現実は食べられるのか?― ブラジル・パンタナールでの冒険体験
イングランド中部で育った私は、熱帯のジャングルが身近にあるわけではありませんでした。バーミンガムの公園や運動場が、子どもの想像力をかき立て、インディアナ・ジョーンズごっこをゆっくりとした郊外の風景の中で繰り返していました。冒険に取りつかれた私は、ジョーンズの映画、過酷な野生動物のドキュメンタリー、ジャングルに関する本を貪るように読んで、今も続く情熱を育んできました。
旅への渇望と初めての挑戦
家族旅行はヴァンデやスウェーデン諸島へ行く程度で、いずれも安全で手軽なものばかり。むしろ、メディアで描かれた野生世界と実際の世界の違いを確かめたくてたまりませんでした。大人になり、経済的にも自立できたとき、私は世界中に飛び出し、冒険ラボに入り込んで自分の子どもの頃の疑問に答えるべく、様々な体験を集めました。
これまでの旅路
南シナ海でのアイランドホッピング、シベリア鉄道、ゴビ砂漠のトレッキング、スーダンでの迷子、ナミビアの荒涼とした大地への恋…数え切れないほどの旅を経験しましたが、心の奥底で常にひらめき続けた場所がありました。
パンタナールへの出発
数年前、胸が高鳴る思いでブラジルの中心部に位置する湿地・ジャングル「パンタナール」へ向かいました。アマゾンに匹敵するほどの植物・動物多様性を誇りますが、観光客の足が少なく、まさに秘境です。ここにはアマゾンでは見られない固有種が多数生息しています。
「アナコンダ」「ピラニア」「カイマン」「キラーベーズ」…語り草になるエピソードが満載です。
現地での準備と行動
二人の友人と共に、大学の図書館で古いガイドブックを調べましたが情報は古く、ほとんど役に立ちませんでした。そこでリオの現地人に話を聞き、バスの時刻表を手に入れ、リオで出会ったウェイトレスの遠い親戚が働く牧場へ向かいました。旅行期間は6か月と長く、失敗しても時間に余裕があったのが大きな強みでした。

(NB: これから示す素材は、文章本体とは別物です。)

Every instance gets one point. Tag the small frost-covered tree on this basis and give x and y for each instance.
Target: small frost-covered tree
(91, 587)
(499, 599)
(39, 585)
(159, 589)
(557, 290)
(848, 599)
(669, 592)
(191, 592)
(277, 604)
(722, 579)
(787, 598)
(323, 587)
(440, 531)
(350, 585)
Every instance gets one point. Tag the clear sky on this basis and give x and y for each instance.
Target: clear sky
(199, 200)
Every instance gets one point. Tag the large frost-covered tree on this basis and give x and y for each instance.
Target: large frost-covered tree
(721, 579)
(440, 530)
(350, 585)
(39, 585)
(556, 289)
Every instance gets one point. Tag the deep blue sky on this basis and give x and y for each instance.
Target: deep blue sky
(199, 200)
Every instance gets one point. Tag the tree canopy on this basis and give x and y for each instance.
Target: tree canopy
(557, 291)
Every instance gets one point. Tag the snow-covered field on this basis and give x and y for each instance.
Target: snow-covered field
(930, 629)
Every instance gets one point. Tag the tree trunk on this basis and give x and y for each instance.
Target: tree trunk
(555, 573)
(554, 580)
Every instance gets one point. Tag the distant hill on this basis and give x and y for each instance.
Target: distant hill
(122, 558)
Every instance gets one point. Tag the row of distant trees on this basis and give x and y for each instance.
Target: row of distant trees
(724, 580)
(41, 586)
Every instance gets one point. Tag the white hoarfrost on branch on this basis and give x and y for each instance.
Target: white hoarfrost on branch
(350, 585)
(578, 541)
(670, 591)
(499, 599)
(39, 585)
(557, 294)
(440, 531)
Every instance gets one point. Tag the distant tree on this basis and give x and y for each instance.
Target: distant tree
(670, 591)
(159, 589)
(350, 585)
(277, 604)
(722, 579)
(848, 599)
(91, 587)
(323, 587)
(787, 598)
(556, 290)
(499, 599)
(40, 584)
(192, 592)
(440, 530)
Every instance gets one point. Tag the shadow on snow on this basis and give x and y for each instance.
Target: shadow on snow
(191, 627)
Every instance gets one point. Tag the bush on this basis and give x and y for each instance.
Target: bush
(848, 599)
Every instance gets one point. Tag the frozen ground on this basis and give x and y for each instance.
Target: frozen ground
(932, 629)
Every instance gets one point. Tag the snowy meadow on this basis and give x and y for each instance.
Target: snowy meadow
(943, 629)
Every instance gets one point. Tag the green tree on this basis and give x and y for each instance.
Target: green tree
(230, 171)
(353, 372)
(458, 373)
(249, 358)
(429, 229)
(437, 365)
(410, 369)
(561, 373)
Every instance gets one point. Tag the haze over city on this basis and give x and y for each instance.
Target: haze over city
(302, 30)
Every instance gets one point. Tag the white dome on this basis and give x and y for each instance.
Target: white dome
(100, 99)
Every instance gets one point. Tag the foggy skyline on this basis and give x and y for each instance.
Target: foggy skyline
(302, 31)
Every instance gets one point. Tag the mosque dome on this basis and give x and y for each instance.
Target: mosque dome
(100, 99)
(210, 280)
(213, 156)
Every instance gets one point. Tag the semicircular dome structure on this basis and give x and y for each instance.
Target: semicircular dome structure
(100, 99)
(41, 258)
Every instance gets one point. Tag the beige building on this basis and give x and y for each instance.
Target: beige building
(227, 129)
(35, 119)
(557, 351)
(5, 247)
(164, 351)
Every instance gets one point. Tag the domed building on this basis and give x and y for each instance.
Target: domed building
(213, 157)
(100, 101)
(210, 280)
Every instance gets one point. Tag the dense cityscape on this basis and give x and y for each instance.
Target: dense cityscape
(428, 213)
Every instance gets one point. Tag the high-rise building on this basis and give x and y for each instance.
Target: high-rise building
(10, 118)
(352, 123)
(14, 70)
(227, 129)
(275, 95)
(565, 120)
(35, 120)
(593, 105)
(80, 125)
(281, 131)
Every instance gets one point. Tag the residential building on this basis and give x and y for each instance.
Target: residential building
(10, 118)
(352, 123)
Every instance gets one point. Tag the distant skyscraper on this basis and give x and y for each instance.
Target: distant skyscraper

3週間にわたり、遠隔地のキャンプや広大な湿地での野宿を繰り返し、ジャングルの天蓋からは常にサルの鳴き声が聞こえてきました。
パンタナールでのハイライト
オープンなサバンナを馬で駆け抜け、キラーベーズが飛び交う樹木が生い茂る狭い小道へ入る体験は忘れられません。また、古い厩舎で巨大なボアコンストリクターと共に過ごした夜や、ワニに追われた瞬間、足元に潜むアナコンダを探し出した瞬間も鮮烈です。ピラニアを釣って食べたこと、タランチュラを捕まえたこと、ワニを泳ぎ切ったこと、滝に飛び込んだこと、酋長の娘と軽く口説いたこと…すべてが現実の冒険でした。
恐怖や遠慮は無く、ただ純粋に「野生」の世界を味わい尽くしました。ハリウッドの特殊効果に頼らない、本物の映画のような冒険は、パンタナールで実現できたのです。